I'm generally a big fan of Meaningness but on a few things I find myself disagreeing, or objecting for reasons that I can't quite articulate. Often this is when he touches on politics, I think we just have different orientations on that. Sometimes his stuff seems a bit oversimplified or schematic or reductive.
To put it in your own terminology, you read to me as overly patterned and insufficiently nebulous. But that is no doubt just be a reflection of my own biases.
His recent posts around the topic of nihilism (here) have caused this kind of mild irk, and I can't really say why. One problem may be the variety of different interpretations of this word; he has a rather specific one (in his terms, "denial of meaningness"), he approaches it too much as an individual thing than a cultural thing, something like that.
Sometimes he calls it "obviously wrong", and I know what he means – as a philosophy it is kind of obviously self-undermining and dumb. But it isn't interesting to me as a philosophy, but as a mode of being, a cultural attractor, a consequence of modernism and capitalism that is so pervasive we can't see it directly, even as it molds our thinking.
Two kinds of nihilism: the rebellious subcultural kind, and the despairing exhausted kind.
The first isn’t really nihilism but likes to play at it; it can appear nihilistic to the mainstream culture and will occasionally lean into that (eg, the original Russian nihilists, punk), adopting an exuberant stance seeking to overturn or escape the established cultural order, but also constructing a new one, overtly or otherwise. A subculture can’t sustain itself on actual nihilism and the participants kind of know that. “Sexy rebels” generally fall into this bucket, as you point out, real nihilism is not very sexy.
The second is more genuine and stems not so much from rebellion but from the failure of meaning-generation. It’s something that can happen after subcultural rebellion has played out; it’s nihilism for older people. Its hallmarks are alienation, anomie, despair, and exhaustion. You find the theme addressed in modern art and literature (Beckett, Cioran, Delillo’s White Noise …I’ve been compiling a list .
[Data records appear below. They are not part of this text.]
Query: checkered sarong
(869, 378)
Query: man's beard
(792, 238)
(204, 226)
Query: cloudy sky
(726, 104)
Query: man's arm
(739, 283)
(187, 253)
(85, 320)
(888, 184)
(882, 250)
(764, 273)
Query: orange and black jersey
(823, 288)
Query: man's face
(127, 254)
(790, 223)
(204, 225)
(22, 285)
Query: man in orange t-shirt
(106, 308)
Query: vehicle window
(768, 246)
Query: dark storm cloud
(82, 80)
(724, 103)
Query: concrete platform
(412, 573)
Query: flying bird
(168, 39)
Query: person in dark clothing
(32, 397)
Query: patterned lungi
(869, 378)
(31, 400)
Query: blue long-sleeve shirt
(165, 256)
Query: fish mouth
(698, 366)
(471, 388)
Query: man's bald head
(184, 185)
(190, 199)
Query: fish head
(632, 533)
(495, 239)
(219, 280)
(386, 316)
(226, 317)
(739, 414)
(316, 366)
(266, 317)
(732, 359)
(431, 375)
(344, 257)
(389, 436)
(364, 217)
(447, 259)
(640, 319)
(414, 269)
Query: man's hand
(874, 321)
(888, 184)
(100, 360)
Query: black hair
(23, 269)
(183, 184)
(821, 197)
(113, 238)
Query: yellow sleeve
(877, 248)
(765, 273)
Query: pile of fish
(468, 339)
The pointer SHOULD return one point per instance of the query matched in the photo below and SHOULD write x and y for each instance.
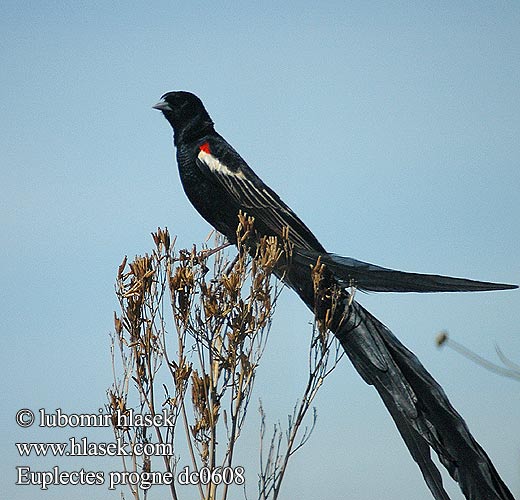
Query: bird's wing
(369, 277)
(253, 196)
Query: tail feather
(369, 277)
(419, 407)
(432, 422)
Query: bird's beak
(162, 106)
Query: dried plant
(187, 343)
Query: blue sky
(390, 127)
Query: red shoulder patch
(205, 147)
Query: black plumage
(219, 183)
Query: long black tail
(421, 410)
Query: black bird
(219, 184)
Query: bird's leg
(211, 251)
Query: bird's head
(186, 114)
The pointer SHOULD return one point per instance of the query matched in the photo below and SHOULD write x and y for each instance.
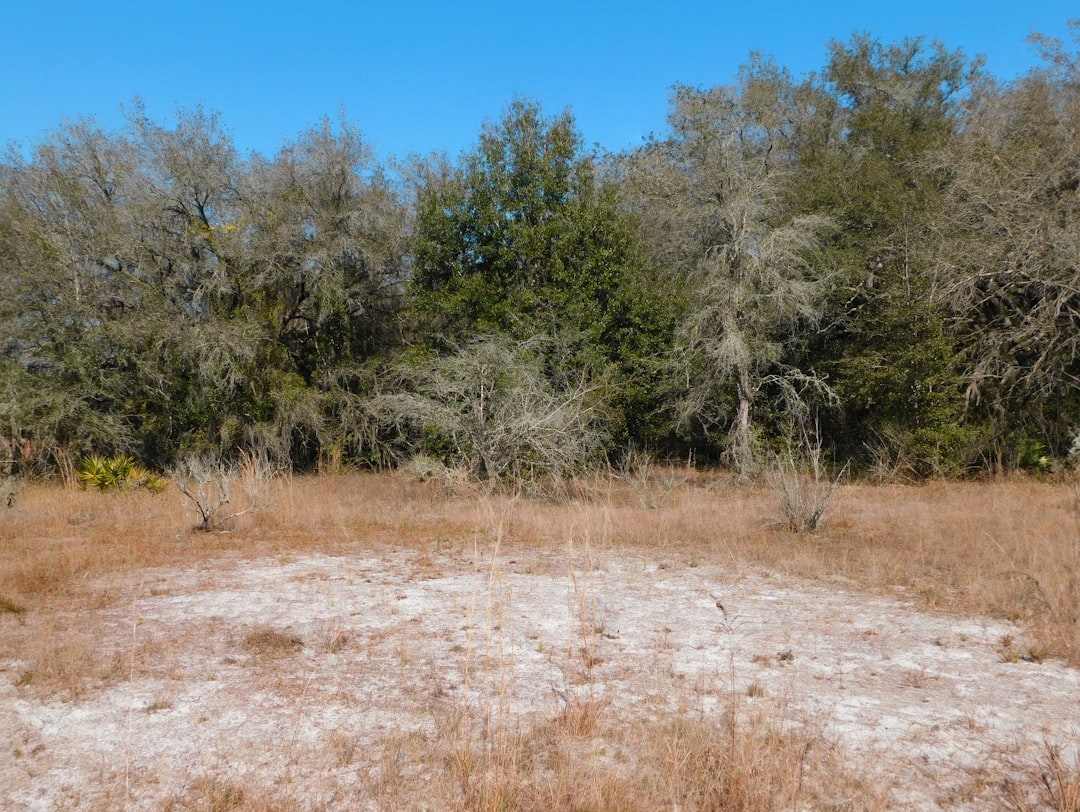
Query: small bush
(117, 473)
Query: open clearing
(358, 678)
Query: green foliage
(117, 473)
(523, 239)
(489, 407)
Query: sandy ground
(926, 706)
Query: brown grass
(1006, 549)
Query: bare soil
(294, 673)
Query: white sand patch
(920, 702)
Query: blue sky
(418, 77)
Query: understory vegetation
(67, 554)
(886, 248)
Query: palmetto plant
(120, 473)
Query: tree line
(881, 258)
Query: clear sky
(420, 76)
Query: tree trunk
(742, 450)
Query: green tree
(885, 341)
(713, 192)
(1007, 260)
(523, 238)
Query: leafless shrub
(801, 483)
(651, 486)
(211, 485)
(497, 413)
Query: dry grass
(1008, 549)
These seem pretty different to me; but they have in common that they are responses to an even greater nihilism: the absence of core values and structures of meaning in a modernist, capitalist world. This is the real Big Nada; all our posturings are small potatoes in the light of its darkness.
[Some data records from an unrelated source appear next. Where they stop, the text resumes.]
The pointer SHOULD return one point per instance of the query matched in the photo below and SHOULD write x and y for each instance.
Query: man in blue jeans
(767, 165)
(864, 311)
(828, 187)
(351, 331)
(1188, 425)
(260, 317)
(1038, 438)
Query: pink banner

As an old, I’m not all that interested in the first form. Sometimes I wish today’s youth would figure out a more effective rebellious subculture, because we need one, but I’m not going to be part of it.
The other kinds are more relevant to me. Your work here addresses the the second kind, providing practical techniques for escaping nihilistic traps.
I’m not sure what the Meaningness stance on the third kind I mentioned, which is more of a collective than an individual (I know you’ve written about this but at this point your output is so vast I can’t recall it all). Here’s what I think you’d say: We killed god (eternalism) and are living with the consequences, which includes a frantic search for new eternalisms (Marxism, Rationalism, and other ideologies) that will also not work. Or we are feeling their absence as nihilism. We should instead accept and embrace the absence of grand collective narratives, and work with real, actual, local forms of meaning.
I’m like 98% on board with that, but not quite all the way, I find myself clinging to some faint hope of an underlying Something, partly because I’m not sure the world can survive without one. The world runs on shared narratives, and will make up bad ones if good ones aren’t available.
It was interesting finding myself writing that. I thought I was something of a hardnosed postmodernist, accepting the actual unmoored condition of the world, but looks like I long for a master narrative like a chump, at least 2% of the time.